Phil Neville (Everton)
Arteta definitely will be Everton manager one day, and probably quite a decent one we reckon. The same is true of Inter Miami’s Phil Neville. Apart from the ‘quite a decent one’ bit. He’ll be rubbish. But having definitely not used the England Women job as a stepping stone, he’ll definitely not use his MLS job as a stepping stone and he’ll definitely not rock up at Goodison promising all sorts before departing five months later with the team languishing in 15th with absolutely none of his former team-mates in the media offering a word of criticism.
Steven Gerrard (Liverpool)
Obviously. Written in the stars, but might possibly not be the disaster everyone would have naturally assumed. Doing some distinctly eye-catching things with Rangers right now, but sadly for everyone (apart from Rangers fans) can’t take the Liverpool job just yet. Firstly because they already have quite a good manager at the moment but far more importantly, as we all know…

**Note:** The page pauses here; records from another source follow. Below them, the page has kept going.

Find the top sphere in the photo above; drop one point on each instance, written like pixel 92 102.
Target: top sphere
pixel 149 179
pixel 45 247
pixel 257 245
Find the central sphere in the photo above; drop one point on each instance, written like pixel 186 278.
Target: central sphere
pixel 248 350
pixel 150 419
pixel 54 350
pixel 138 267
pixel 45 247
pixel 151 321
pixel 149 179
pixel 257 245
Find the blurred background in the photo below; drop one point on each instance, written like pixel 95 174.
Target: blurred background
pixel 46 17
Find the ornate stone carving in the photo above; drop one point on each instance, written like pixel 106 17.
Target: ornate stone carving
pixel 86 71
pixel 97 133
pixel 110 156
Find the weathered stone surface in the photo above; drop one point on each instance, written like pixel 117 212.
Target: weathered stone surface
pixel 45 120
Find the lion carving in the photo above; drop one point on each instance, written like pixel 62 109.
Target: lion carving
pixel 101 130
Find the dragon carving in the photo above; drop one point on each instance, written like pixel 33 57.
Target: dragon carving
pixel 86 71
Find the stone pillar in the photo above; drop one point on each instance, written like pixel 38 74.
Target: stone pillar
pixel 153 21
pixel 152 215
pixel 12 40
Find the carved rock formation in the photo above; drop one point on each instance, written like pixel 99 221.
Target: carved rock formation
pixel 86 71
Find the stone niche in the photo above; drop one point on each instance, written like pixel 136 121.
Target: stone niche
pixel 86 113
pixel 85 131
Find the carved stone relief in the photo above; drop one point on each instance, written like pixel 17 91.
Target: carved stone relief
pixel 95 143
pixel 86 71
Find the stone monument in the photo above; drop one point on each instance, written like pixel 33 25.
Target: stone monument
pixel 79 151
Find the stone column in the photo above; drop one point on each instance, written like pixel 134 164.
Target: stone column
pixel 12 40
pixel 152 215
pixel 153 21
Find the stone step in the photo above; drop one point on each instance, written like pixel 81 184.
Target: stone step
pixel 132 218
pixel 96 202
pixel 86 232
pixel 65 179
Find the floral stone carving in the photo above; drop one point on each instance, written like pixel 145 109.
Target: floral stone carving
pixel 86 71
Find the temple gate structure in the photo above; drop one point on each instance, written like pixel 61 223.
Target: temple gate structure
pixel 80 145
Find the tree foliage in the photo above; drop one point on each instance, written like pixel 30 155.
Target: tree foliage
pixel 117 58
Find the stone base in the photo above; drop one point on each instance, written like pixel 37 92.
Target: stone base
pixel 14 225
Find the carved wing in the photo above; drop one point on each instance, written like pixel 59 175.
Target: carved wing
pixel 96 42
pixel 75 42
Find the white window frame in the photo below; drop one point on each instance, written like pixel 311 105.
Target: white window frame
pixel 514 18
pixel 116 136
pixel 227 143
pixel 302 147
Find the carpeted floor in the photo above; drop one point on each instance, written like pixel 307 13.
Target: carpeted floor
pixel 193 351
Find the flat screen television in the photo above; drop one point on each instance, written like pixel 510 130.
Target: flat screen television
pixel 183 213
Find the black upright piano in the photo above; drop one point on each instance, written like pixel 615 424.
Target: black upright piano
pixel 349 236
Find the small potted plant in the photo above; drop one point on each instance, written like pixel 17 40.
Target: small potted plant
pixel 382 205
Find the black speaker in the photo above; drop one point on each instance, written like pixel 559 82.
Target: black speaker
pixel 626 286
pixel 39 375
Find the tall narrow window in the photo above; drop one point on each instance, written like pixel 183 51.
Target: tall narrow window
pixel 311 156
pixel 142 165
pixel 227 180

When one goes, the other has to sayhttps://t.co/IPEHNwJd7V
— Adam Hurrey (@FootballCliches) January 26, 2021
Vincent Kompany (Manchester City)
Manchester City have proven pretty resistant to this specific brand of nonsense since their elevation to the big time. But could Vincent Kompany finally be their next Stuart Pearce? Fulfils all club legend requirements and then some. Arguably even more so than Pearce. Crucially, is hugely respected in this country so being a bit foreign shouldn’t hold him back too much. Has currently steered Anderlecht to fifth spot in the Jupiler, 14 points off the pace set by Club Brugge. Which feels a bit underwhelming. But one good season in Belgium might be all it takes to earn Kompany a disappointing, legacy-diminishing 18 months in the Etihad dugout.
Wayne Rooney (Manchester United)
Vastly successful club legend and record goalscorer returning as manager via a stint in charge at Derby, is it? A fool-proof scheme in which literally nothing could possibly go wrong. The laws of managerial appointments mean Rooney cannot directly follow Solskjaer into the Old Trafford hotseat, but 18 months of someone sensible who isn’t Fergie should be more than enough of a buffer.
Ledley King (Tottenham)
Spurs have tried the former player approach over the years. Results, you would have to say, have been mixed. For every Bill Nicholson, a Tim Sherwood. For every Terry Venables, a Glenn Hoddle. I will, incidentally, argue until my dying breath that Ossie Ardiles’ Spurs were years ahead of their time and if the club had just held its nerve great things would definitely have happened. Must also accept I’m in the minority on that one. Anyway. Ledley King. An interesting one. A superb player but not one who had ever shown much inclination towards coaching when his knees finally forced him into retirement. Became a ‘club ambassador’ when Spurs understandably sought to do right by him, and you can’t imagine they didn’t offer him a more meaningful coaching job at the time. Now suddenly in Jose Mourinho’s first-team coaching set-up and that means there are two things of which we can be sure: a) will be handed the reins on an interim basis when Jose eventually huffs off or is huffed off in roughly 12 months’ time; b) will be rubbish.
Mark Noble (West Ham)
Still technically playing but you’re absolutely kidding yourself if you think for even a second there’s going to be any kind of gap perceptible to the human eye between ‘Mark Noble, West Ham midfielder’ and ‘Mark Noble, West Ham manager’.